Yuan Huijie, Duan Shuyin, Effah Clement Yaw, He Sitian, Chai Yaru, Liu Xia, Ding Lihua, Wu Yongjun
College of Public Health, Zhengzhou University, Zhengzhou, China.
School of Public Health, Shandong First Medical University & Shandong Academy of Medical Sciences, Jinan, China.
Front Oncol. 2025 May 27;15:1567673. doi: 10.3389/fonc.2025.1567673. eCollection 2025.
Molecular biomarkers have the potential to improve the current state of early screening of lung cancer. This investigation aimed to identify novel protein markers for early-stage lung cancer and combine them with traditional tumor markers to develop machine learning models for lung cancer screening.
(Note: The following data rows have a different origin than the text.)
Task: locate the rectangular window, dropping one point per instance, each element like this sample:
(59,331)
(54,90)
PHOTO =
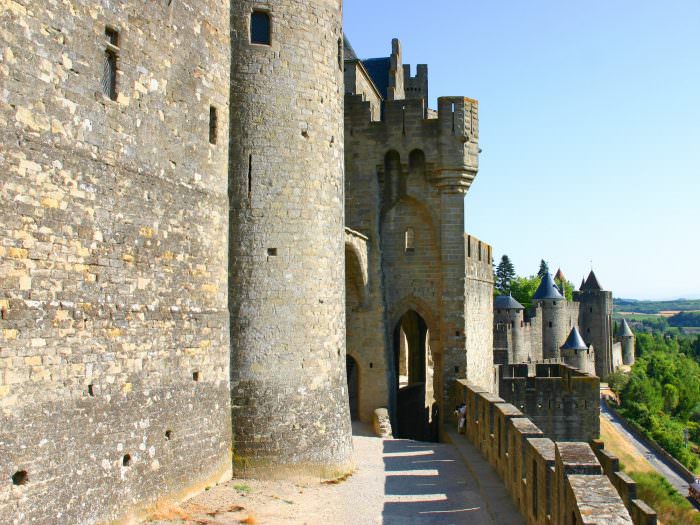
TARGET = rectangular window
(109,73)
(213,124)
(260,28)
(409,240)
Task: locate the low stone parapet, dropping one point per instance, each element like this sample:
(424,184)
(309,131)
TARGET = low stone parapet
(551,483)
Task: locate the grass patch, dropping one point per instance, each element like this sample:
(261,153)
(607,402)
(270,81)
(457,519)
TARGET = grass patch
(672,508)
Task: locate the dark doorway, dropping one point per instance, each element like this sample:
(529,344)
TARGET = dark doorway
(353,386)
(414,384)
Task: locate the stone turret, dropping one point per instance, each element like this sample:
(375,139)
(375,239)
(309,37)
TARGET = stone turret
(287,294)
(626,338)
(595,320)
(575,352)
(508,316)
(555,316)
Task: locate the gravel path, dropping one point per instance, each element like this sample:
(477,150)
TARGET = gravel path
(652,457)
(396,482)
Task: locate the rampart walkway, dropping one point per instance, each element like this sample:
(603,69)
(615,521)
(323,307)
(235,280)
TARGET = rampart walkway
(396,482)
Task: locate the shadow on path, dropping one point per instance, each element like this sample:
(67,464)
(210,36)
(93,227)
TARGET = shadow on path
(428,483)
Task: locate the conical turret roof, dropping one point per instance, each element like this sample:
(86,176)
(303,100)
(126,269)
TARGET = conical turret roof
(574,341)
(625,330)
(506,302)
(591,284)
(547,289)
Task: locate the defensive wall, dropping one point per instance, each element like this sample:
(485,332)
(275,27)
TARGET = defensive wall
(560,400)
(551,482)
(406,176)
(114,331)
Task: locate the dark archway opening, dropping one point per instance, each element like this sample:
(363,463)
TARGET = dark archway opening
(415,403)
(353,387)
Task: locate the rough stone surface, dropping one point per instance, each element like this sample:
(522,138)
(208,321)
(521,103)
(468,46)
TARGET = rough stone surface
(287,293)
(551,483)
(407,171)
(112,257)
(562,401)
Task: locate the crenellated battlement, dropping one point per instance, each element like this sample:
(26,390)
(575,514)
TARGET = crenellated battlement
(450,142)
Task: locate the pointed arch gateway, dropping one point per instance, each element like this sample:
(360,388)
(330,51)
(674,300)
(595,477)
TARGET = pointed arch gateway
(415,378)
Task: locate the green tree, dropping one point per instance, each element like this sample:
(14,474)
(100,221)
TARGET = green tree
(505,272)
(524,288)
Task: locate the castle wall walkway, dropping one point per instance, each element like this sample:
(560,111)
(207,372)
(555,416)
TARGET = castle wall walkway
(397,481)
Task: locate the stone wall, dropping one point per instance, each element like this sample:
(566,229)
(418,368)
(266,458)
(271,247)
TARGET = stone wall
(406,176)
(478,312)
(114,345)
(562,401)
(595,321)
(626,487)
(287,242)
(551,483)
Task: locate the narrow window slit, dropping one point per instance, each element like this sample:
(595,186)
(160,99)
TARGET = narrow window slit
(260,28)
(250,175)
(109,75)
(213,124)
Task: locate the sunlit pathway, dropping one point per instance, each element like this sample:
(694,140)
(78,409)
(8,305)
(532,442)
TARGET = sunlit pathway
(396,482)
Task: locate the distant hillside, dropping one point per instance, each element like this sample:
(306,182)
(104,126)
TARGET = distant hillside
(656,307)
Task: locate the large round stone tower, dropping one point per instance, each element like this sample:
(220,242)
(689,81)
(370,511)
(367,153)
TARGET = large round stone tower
(287,297)
(555,317)
(626,338)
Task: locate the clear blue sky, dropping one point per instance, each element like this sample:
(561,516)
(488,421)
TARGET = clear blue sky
(589,125)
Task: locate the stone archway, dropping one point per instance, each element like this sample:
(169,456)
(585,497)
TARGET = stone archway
(414,373)
(353,373)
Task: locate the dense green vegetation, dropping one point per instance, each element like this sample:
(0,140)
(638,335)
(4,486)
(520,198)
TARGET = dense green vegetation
(654,307)
(661,394)
(671,507)
(523,288)
(685,319)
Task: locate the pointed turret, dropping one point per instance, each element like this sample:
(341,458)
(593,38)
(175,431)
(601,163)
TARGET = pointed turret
(574,341)
(547,289)
(591,284)
(506,302)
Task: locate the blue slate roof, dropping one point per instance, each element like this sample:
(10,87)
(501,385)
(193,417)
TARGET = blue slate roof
(625,330)
(574,341)
(348,51)
(506,302)
(378,69)
(591,284)
(547,289)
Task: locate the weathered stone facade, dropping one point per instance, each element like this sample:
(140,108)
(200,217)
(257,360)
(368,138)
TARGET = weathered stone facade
(551,482)
(287,264)
(114,345)
(175,288)
(406,175)
(562,401)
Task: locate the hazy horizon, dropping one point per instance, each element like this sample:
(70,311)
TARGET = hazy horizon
(589,125)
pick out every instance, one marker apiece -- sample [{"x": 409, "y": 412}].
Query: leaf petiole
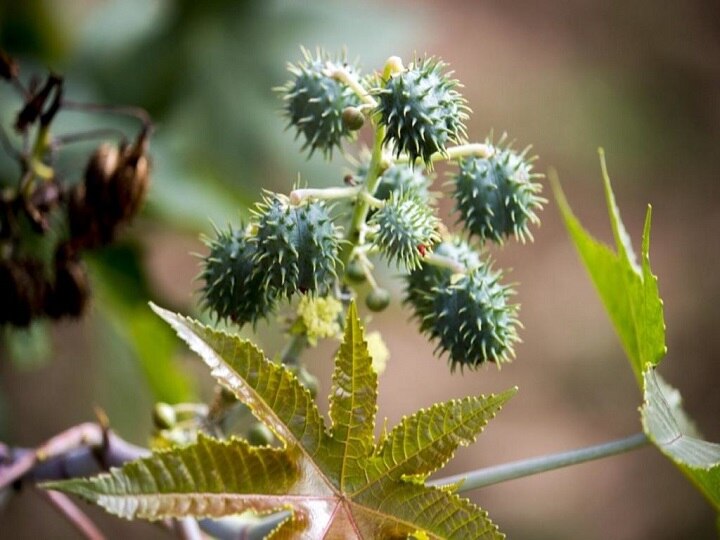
[{"x": 527, "y": 467}]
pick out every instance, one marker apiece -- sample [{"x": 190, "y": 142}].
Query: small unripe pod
[
  {"x": 354, "y": 272},
  {"x": 164, "y": 416},
  {"x": 378, "y": 299},
  {"x": 353, "y": 118}
]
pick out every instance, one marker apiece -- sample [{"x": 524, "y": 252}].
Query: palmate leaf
[
  {"x": 336, "y": 481},
  {"x": 630, "y": 294},
  {"x": 669, "y": 428},
  {"x": 629, "y": 291}
]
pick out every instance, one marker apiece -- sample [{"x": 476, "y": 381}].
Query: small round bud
[
  {"x": 353, "y": 118},
  {"x": 260, "y": 435},
  {"x": 164, "y": 416},
  {"x": 355, "y": 272},
  {"x": 378, "y": 299}
]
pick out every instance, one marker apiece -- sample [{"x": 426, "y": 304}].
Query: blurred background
[{"x": 639, "y": 79}]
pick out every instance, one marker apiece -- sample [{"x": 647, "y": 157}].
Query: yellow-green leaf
[
  {"x": 627, "y": 289},
  {"x": 336, "y": 483},
  {"x": 669, "y": 428}
]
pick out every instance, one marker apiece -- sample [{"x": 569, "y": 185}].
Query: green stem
[
  {"x": 456, "y": 152},
  {"x": 377, "y": 165},
  {"x": 444, "y": 262},
  {"x": 343, "y": 75},
  {"x": 528, "y": 467},
  {"x": 297, "y": 196}
]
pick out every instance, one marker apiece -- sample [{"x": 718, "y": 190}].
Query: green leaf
[
  {"x": 337, "y": 483},
  {"x": 353, "y": 403},
  {"x": 427, "y": 440},
  {"x": 630, "y": 294},
  {"x": 669, "y": 428},
  {"x": 628, "y": 290},
  {"x": 208, "y": 479}
]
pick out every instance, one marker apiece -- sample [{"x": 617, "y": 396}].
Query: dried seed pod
[
  {"x": 22, "y": 290},
  {"x": 131, "y": 179},
  {"x": 41, "y": 202},
  {"x": 70, "y": 290},
  {"x": 87, "y": 229},
  {"x": 100, "y": 169},
  {"x": 9, "y": 68}
]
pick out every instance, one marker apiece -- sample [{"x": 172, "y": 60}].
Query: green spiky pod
[
  {"x": 399, "y": 178},
  {"x": 314, "y": 102},
  {"x": 472, "y": 319},
  {"x": 406, "y": 229},
  {"x": 420, "y": 283},
  {"x": 232, "y": 289},
  {"x": 297, "y": 246},
  {"x": 496, "y": 196},
  {"x": 422, "y": 110}
]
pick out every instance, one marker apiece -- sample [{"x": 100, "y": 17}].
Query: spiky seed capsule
[
  {"x": 406, "y": 229},
  {"x": 297, "y": 246},
  {"x": 378, "y": 299},
  {"x": 473, "y": 320},
  {"x": 314, "y": 102},
  {"x": 421, "y": 282},
  {"x": 422, "y": 110},
  {"x": 232, "y": 289},
  {"x": 496, "y": 196},
  {"x": 318, "y": 317}
]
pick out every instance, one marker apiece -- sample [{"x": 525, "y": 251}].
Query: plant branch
[
  {"x": 456, "y": 152},
  {"x": 340, "y": 73},
  {"x": 70, "y": 511},
  {"x": 444, "y": 262},
  {"x": 528, "y": 467},
  {"x": 297, "y": 196}
]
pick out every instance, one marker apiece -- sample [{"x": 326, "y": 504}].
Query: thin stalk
[
  {"x": 456, "y": 152},
  {"x": 341, "y": 74},
  {"x": 444, "y": 262},
  {"x": 297, "y": 196},
  {"x": 528, "y": 467},
  {"x": 71, "y": 512}
]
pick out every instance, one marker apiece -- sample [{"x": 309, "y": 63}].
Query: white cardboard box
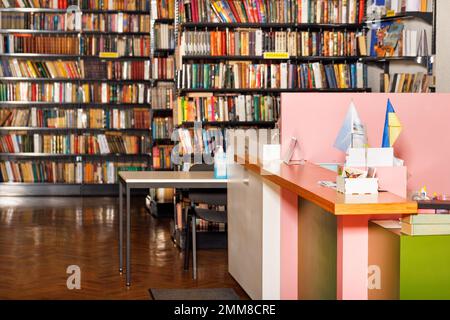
[
  {"x": 370, "y": 157},
  {"x": 357, "y": 185}
]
The protein alters of peripheral blood (5 patients with early-stage lung adenocarcinoma, 5 patients with early-stage lung squamous cell carcinoma, and 8 healthy controls) were detected by label-free quantitative proteomics. The novel candidate protein markers were preferentially selected by multi-omics technology. Then, the malignant transformation of BEAS-2B cells and lung carcinogenesis in C57BL/6 mice were induced by coal tar pitch extracts (CTPE) so that the expressions of these markers at different stages of lung carcinogenesis could be dynamically tracked and validated. These markers in human plasma were detected and further confirmed by ELISA. Machine learning models were established to screen high-risk individuals of lung cancer.
The C-type lectin domain family 3 member B (CLEC3B), membrane primary amine oxidase (AOC3), hemoglobin subunit beta (HBB), catalase (CAT), and selenoprotein P (SEPP1) were screened as candidate protein markers for early-stage lung cancer. The expressions of CLEC3B, AOC3, CAT, and SEPP1 were statistically significant in various passages of cells cultured with exposure to CTPE compared to the saline group (<0.05). In addition, the expressions of these 5 proteins were statistically significant in lung tissues, plasma, and alveolar lavage fluid of mice exposed to CTPE for 3, 6, 9 and 12 months compared to normal controls (<0.05). There were notable variations in AOC3, CAT, CLEC3B, SEPP1, HBB, CEA, CYFRA21-1, and NSE among the healthy control group, lung cancer group and coke oven workers (<0.05). The decision tree C5.0 (AUC=0.868) and artificial neural network (AUC=0.844) which combined these 8 markers showed better performance.
The differential changes of AOC3, CAT, CLEC3B, SEPP1, and HBB protein were proven as early molecular events in lung tumorigenesis. The screening models of lung cancer based on the novel protein markers and traditional tumor markers might be applied for the screening of high-risk individuals.
分子生物标志物有潜力改善肺癌早期筛查的现状。本研究旨在识别早期肺癌的新型蛋白质标志物,并将它们与传统肿瘤标志物相结合,以开发用于肺癌筛查的机器学习模型。
采用无标记定量蛋白质组学技术检测外周血(5例早期肺腺癌患者、5例早期肺鳞癌患者和8名健康对照者)的蛋白质变化。通过多组学技术优先筛选新型候选蛋白质标志物。然后,用煤焦油沥青提取物(CTPE)诱导BEAS-2B细胞恶性转化和C57BL/6小鼠肺癌发生,以便动态跟踪和验证这些标志物在肺癌发生不同阶段的表达。通过酶联免疫吸附测定法(ELISA)检测并进一步确认人血浆中的这些标志物。建立机器学习模型以筛查肺癌高危个体。
筛选出C型凝集素结构域家族3成员B(CLEC3B)、膜原发性胺氧化酶(AOC3)、血红蛋白亚基β(HBB)、过氧化氢酶(CAT)和硒蛋白P(SEPP1)作为早期肺癌的候选蛋白质标志物。与生理盐水组相比,在暴露于CTPE培养的不同代细胞中,CLEC3B、AOC3、CAT和SEPP1的表达具有统计学意义(<0.05)。此外,与正常对照组相比,在暴露于CTPE 3、6、9和12个月的小鼠的肺组织、血浆和肺泡灌洗液中,这5种蛋白质的表达具有统计学意义(<0.05)。健康对照组、肺癌组和焦炉工人之间的AOC3、CAT、CLEC3B、SEPP1、HBB、癌胚抗原(CEA)、细胞角蛋白19片段(CYFRA21-1)和神经元特异性烯醇化酶(NSE)存在显著差异(<0.05)。结合这8种标志物的决策树C5.0(曲线下面积[AUC]=0.868)和人工神经网络(AUC=0.844)表现出更好的性能。
AOC3、CAT、CLEC3B、SEPP1和HBB蛋白的差异变化被证明是肺癌发生过程中的早期分子事件。基于新型蛋白质标志物和传统肿瘤标志物的肺癌筛查模型可能适用于高危个体的筛查。